Wouldn’t it be great to have a mapping of virtually the entire internet, where you could see every hostname -> IP address pairing? Granted, it would have false positives like virtual hosting services, as he says, but come on! Talk about predictive! Sure, a few dozen domains may be possible. Especially for hosting providers, but if I have hundreds of domains that look even vaguely shady, that’s a huge indicator. Even if they aren’t the same IP, but within a class C network, that could still be highly predictive. IP addresses have come back to haunt us! Everything has to be routable, and if Google has to know where you are to index you, and they have any interest in detecting spamming, of course they’ll do a mapping like this.
I had always wanted to build something like this myself, but to build a spider like that would take more horsepower than I’ve got in my rack at home by far, and a database with some serious space. We’re talking about millions of hostnames to IP addresses. It gets harder because that has to stay up to date. Six month old data is practically worthless when you are talking about spamming domains which may only stay up for a week or less in some cases.

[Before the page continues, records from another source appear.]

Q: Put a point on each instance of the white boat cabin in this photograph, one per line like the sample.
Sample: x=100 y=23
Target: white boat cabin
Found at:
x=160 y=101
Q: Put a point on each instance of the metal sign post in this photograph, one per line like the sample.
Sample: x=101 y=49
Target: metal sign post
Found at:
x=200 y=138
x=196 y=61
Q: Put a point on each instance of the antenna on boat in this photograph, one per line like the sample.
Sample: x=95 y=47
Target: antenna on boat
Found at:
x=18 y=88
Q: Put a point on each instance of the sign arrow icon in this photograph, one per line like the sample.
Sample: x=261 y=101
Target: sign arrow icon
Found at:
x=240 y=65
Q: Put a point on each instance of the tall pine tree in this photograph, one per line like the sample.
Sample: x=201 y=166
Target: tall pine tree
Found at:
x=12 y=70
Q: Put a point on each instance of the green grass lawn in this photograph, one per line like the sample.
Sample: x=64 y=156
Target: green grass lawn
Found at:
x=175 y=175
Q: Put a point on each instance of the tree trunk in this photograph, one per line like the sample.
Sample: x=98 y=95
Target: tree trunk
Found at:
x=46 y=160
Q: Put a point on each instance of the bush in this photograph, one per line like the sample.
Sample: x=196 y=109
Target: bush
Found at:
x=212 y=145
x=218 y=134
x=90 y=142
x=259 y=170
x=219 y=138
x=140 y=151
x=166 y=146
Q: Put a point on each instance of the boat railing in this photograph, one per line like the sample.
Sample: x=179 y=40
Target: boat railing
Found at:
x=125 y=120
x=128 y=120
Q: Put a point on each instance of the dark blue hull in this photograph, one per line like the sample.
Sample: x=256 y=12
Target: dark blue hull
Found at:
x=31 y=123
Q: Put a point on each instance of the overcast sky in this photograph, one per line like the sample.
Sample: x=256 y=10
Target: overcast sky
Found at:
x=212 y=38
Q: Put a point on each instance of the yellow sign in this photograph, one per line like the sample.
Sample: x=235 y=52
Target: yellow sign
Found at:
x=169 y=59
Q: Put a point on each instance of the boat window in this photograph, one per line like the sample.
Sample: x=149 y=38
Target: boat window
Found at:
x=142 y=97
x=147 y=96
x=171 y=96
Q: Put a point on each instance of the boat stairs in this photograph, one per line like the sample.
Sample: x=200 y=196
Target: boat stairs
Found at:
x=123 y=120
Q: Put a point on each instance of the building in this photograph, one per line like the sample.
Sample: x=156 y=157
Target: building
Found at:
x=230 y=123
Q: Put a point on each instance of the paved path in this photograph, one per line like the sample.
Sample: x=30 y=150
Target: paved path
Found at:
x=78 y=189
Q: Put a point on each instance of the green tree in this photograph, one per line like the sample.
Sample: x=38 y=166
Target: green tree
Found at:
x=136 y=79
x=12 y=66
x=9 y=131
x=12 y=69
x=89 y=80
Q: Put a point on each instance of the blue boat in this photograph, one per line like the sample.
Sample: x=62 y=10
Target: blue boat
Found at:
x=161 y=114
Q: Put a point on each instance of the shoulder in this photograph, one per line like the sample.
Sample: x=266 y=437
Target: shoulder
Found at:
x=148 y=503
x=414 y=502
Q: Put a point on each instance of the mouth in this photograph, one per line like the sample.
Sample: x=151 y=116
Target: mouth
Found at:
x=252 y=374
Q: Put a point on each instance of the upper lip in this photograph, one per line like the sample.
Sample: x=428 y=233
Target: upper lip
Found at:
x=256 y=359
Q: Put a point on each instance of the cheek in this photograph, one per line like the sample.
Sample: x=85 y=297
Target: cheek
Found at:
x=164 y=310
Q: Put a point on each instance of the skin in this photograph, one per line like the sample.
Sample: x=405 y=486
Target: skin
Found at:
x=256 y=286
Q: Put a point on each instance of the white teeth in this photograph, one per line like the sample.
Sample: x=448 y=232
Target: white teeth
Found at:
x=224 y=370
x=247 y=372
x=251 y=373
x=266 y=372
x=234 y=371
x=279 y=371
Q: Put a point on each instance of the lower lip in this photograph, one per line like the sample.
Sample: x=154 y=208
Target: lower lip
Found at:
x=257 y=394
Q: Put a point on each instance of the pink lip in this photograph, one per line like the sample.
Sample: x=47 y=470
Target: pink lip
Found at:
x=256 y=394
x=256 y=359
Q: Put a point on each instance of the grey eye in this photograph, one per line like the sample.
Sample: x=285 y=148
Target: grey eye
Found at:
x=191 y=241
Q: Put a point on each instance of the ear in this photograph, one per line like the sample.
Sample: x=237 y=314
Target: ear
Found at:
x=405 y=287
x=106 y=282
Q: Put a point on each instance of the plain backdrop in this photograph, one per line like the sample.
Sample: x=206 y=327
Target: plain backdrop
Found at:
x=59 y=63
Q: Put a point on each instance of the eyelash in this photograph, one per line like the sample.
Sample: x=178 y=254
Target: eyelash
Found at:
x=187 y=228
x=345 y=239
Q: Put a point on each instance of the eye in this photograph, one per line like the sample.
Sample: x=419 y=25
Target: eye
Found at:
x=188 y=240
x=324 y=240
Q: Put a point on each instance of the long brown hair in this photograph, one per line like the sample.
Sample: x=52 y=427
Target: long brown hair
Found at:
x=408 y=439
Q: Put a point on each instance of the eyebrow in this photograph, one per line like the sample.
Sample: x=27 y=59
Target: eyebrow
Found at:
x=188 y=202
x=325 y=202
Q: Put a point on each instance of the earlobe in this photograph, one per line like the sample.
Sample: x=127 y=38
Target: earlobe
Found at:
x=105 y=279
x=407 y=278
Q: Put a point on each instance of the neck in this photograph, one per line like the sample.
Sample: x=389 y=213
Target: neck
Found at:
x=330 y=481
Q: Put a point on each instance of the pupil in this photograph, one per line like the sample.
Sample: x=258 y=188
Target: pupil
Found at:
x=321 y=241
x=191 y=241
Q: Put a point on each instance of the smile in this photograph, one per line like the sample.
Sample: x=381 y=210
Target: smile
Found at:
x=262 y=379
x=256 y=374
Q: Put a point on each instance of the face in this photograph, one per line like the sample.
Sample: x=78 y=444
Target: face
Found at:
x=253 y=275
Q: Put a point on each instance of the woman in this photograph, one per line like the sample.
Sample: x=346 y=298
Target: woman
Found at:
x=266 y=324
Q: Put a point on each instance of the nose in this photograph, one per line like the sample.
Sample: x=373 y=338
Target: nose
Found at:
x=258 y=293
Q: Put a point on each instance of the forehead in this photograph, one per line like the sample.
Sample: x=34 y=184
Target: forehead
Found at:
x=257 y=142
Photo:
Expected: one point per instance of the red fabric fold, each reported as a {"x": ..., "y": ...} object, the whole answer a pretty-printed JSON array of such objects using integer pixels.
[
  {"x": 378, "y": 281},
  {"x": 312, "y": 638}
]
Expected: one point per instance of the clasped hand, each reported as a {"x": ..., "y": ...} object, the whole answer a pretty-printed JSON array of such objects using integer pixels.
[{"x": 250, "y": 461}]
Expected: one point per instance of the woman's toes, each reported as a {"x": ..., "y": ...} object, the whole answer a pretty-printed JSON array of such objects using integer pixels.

Then I suddenly remembered a conversation I had a few weeks back with one of my readers, who shall remain nameless for the time being. He asked me a simple question, “How do you find all the cnames on a host?” Cname (or subdomain) spam has it’s ups and downs in the SEO world depending on the day of the week it seems like and depending on which search engine you’re talking about, but it’s a pain to correlate it all together, no matter how you slice it. It’s also useful for auditing websites for vulnerabilities since cnames almost always reside on the same host, or at minimum use the same backend. I thought for a few seconds and I came up with a solution. Use the search engine itself! Let’s say I want to find all the cnames on Google. Let’s start with a simple query:
That gives us a list of links back, none of which contain “www”. So now I see things like sketchup.google.com and finance.google.com and eval.google.com. So let’s make a note of those and query again:
site:google.com -www -eval -sketchup -finance
And then you take what is left from that (which may include things like sub directories which you can remove as well) and remove them:
site:google.com -www -eval -sketchup -finance -google.com/answers -google.com/trends -browsersync -desktop -toolbar -earth -picasa -toolbarqueries
And so on… Until there is nothing left to search. In this way, you can get all of the cnames of a server, with relatively few queries. Of course, Google is a huge site, with lots of cnames, so this technique is pretty tedious with them, but with smaller sites you can go through this pretty quickly. This still won’t help you do an IP address to domain name lookup, like what Google has access to, but it does help you do your own investigation of cname based spam. This technique came in handy finding some of the other domains on one spammer site, that you may have remembered from one of my previous posts.
Finding cnames can help isolate spammers, but wouldn’t it be nice if we could somehow get access to all the IP address to hostname maps? There’s got to be a way somehow. Hmmm… I’ll have to think about that one.